如果他现在动手救人,沈渡会做什么?
——不会救他。
那就是说,沈渡不会出手拦他,也不会出手帮他。但其他人呢?那些青衣修士,那些暗哨,那些藏在暗处的力量——会动。
陈烬看了一眼山洞里那个红着眼眶的少年。
然后他看向苏玄凛。
“你能挡住几个?”
苏玄凛沉默了一瞬:“筑基七阶以下,十个不成问题。八阶以上,最多两个。”
“足够了。”陈烬转头看向凌西,“破阵。”
凌西没有犹豫。紫剑出鞘,剑尖点在禁制最薄弱的那一环,灵力精准一吐——锁灵阵的光罩像蛋壳一样碎裂,化作点点灵光消散。
山洞里的人齐齐抬头。
陈烬第一个走进去。
他的目光扫过那七张惊慌失措的脸,最后落在那个人少年身上。
“能走吗?”他问。
少年愣愣地看着他,点了点头。
“那就走。”
---
事情没有这么顺利。
他们刚带着七个人走出洞口,山谷四周便亮起了十几道灵光。
青衣修士从四面八方围拢过来,修为从筑基五阶到筑基七阶不等,人人手持法器,灵光如炬,将整片山谷照得亮如白昼。
为首的是一个筑基七阶巅峰的中年男子,面容冷硬,目光在陈烬六人身上扫了一圈,最后落在他衣襟上露出的玉牌一角。

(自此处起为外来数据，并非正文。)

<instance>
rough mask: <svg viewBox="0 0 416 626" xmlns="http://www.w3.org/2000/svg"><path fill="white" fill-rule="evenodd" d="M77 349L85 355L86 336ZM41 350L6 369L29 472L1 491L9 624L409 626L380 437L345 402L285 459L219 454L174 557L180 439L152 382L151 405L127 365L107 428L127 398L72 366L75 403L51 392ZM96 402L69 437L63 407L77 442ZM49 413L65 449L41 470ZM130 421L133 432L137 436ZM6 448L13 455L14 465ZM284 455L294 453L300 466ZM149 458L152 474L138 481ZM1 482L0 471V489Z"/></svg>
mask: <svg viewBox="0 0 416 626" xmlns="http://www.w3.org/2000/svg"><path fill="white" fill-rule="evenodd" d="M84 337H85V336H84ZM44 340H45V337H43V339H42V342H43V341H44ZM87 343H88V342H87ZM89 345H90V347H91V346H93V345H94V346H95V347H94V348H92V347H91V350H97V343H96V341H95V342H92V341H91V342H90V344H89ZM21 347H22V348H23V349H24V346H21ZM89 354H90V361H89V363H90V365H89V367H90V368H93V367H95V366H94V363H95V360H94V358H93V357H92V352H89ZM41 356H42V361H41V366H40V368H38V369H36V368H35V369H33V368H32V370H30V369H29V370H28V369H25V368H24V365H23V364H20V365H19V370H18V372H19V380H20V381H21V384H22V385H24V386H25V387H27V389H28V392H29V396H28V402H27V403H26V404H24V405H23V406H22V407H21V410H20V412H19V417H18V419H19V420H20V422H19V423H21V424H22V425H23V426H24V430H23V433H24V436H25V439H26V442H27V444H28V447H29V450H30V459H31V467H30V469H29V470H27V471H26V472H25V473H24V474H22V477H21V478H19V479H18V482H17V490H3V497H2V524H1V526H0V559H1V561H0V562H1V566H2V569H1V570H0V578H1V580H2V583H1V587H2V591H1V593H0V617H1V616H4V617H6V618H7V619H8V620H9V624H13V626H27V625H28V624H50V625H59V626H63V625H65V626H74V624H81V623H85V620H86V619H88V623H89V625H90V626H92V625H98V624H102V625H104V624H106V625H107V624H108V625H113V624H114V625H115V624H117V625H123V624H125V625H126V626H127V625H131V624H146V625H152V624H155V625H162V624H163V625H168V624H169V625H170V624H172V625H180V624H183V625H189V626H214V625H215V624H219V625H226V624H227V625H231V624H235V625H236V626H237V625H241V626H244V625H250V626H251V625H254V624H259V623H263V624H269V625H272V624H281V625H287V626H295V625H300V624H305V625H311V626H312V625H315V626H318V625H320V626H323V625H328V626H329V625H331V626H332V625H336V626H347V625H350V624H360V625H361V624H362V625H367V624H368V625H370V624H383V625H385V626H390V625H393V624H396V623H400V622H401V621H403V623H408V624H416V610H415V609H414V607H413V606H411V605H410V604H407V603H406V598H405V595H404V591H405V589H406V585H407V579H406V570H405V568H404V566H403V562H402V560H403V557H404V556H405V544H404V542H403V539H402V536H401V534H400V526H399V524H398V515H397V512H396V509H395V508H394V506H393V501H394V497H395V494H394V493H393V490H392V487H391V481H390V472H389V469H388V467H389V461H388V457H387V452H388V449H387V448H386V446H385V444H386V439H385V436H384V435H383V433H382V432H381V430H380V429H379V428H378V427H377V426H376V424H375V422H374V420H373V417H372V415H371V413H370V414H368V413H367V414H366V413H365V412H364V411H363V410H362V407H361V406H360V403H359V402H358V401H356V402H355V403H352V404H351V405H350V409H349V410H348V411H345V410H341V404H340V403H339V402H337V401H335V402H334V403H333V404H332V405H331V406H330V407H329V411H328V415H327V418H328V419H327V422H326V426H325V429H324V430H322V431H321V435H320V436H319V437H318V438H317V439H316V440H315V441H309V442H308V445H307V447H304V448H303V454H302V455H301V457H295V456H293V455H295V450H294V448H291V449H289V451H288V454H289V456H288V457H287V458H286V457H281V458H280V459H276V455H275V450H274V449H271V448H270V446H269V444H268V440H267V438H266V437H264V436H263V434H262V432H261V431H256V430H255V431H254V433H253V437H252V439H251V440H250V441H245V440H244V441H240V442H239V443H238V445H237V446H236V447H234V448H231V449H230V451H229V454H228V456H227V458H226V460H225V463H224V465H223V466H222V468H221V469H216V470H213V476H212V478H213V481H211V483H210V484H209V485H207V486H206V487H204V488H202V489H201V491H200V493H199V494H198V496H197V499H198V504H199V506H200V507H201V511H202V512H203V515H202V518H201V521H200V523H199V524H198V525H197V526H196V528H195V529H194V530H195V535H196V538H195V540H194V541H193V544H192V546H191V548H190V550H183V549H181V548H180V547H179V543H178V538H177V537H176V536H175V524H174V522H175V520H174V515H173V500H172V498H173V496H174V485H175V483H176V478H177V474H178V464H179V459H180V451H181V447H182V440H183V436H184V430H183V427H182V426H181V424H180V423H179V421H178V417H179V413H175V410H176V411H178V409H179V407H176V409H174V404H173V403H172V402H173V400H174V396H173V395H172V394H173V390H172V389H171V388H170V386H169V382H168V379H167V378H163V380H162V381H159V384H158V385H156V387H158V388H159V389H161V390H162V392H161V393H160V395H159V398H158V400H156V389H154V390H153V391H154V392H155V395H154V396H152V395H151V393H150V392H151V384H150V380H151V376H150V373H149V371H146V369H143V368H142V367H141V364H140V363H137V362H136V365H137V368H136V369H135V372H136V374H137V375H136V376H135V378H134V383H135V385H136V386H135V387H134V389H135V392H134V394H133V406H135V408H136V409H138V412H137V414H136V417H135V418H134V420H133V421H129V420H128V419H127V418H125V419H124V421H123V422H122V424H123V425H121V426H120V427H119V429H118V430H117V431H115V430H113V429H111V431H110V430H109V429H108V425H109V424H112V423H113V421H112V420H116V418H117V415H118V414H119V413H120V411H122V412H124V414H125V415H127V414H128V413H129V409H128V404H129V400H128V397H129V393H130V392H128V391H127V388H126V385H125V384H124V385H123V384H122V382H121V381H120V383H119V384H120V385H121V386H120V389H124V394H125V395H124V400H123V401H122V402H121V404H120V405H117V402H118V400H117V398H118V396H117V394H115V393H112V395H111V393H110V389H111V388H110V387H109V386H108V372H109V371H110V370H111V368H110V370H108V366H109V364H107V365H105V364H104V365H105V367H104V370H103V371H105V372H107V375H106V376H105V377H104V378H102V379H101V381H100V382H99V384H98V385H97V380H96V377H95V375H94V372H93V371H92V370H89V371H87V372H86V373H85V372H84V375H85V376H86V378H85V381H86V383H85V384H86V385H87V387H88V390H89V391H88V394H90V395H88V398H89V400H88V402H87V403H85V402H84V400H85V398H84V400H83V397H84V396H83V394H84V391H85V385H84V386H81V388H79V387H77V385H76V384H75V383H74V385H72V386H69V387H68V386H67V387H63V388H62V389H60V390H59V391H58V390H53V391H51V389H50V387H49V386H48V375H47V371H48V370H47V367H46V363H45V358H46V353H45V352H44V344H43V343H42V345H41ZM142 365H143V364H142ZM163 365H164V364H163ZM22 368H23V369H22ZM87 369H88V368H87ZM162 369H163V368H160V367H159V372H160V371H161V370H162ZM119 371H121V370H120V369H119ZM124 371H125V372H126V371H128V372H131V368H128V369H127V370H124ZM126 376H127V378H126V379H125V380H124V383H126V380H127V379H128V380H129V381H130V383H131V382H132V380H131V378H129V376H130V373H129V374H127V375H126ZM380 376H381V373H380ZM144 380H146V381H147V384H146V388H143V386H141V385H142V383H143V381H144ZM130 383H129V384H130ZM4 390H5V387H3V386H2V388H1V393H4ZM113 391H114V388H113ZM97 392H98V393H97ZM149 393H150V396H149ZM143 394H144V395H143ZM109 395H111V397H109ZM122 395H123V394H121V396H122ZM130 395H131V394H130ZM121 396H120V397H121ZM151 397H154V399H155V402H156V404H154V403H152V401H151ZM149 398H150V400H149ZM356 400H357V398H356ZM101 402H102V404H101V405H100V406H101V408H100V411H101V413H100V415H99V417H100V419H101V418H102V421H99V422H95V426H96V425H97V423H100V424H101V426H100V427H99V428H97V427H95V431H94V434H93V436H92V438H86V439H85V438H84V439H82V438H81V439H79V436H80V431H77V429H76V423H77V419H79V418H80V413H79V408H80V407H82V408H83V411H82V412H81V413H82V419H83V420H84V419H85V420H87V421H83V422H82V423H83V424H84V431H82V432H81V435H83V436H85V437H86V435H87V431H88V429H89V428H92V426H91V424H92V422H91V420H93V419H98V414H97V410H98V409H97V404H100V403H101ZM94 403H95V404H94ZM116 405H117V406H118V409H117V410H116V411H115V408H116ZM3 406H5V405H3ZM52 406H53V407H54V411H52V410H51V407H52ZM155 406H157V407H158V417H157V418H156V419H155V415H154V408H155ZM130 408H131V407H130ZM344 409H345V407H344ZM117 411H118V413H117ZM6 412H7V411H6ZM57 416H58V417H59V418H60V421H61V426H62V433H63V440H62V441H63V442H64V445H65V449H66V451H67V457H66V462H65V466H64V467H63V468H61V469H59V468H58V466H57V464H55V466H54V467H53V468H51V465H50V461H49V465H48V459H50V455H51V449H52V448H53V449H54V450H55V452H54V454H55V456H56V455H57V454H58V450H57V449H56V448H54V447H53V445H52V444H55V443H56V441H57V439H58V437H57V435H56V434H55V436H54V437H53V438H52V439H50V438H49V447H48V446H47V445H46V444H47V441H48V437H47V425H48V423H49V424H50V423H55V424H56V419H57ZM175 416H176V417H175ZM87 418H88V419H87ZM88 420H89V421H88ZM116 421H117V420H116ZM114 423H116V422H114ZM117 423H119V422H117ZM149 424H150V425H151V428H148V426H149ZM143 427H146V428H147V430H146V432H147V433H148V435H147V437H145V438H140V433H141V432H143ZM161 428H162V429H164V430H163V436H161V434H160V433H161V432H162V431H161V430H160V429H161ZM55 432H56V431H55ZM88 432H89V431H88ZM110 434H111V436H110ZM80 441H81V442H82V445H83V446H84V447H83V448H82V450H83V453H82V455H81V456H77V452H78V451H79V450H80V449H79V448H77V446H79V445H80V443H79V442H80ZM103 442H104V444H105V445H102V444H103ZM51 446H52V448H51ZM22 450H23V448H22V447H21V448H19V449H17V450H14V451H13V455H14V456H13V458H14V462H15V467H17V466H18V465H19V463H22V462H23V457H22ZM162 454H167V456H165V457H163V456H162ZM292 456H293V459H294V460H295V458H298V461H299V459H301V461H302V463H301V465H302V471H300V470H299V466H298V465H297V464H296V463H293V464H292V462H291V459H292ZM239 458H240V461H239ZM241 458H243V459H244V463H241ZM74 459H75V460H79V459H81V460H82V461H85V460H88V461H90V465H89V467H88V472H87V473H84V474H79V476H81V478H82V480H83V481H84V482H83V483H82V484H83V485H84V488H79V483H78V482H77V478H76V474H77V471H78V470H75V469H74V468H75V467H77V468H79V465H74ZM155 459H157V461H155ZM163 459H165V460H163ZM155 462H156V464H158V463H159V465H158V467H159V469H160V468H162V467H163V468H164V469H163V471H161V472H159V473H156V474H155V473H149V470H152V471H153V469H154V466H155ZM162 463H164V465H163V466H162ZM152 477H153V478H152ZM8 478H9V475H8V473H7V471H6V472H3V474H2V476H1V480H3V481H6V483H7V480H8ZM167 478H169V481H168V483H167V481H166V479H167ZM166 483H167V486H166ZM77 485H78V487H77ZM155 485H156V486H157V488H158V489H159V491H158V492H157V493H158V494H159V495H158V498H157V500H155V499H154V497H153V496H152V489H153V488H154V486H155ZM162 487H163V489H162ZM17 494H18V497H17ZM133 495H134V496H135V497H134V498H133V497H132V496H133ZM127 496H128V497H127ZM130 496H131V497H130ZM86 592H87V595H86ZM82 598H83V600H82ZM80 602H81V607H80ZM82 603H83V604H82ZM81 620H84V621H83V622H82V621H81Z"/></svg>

“沈公子的玉牌。”中年男子的声音没有起伏,“沈公子说了,带玉牌的人可以看,但不能动手。”
“我动手了吗?”陈烬反问。
中年男子看了一眼破碎的禁制,又看了一眼站在陈烬身后的七个人。
“你动手了。”
“我只是破了一道门。”陈烬的语气很平,“门是死的,人是活的。你家的门比人金贵?”
中年男子被噎了一下。
谢寻舟在后面忍不住小声对温叙白说:“他这张嘴,真是——”
“闭嘴。”温叙白说。
谢寻舟闭嘴了。
中年男子沉默片刻,抬手示意周围的青衣修士不要动。
“人不能带走。”他说,“这是沈公子的货。”
“货?”陈烬的声音冷了下来,“他们是人。”
“在聚宝斋的账本上,他们是货。”
陈烬看着中年男子的眼睛,那双眼睛里没有任何犹豫和愧疚,只有执行命令的麻木。
他想起陈家灭门那晚,那些冲进院子里的人,也是这种眼神。
“如果我非要带走呢?”陈烬问。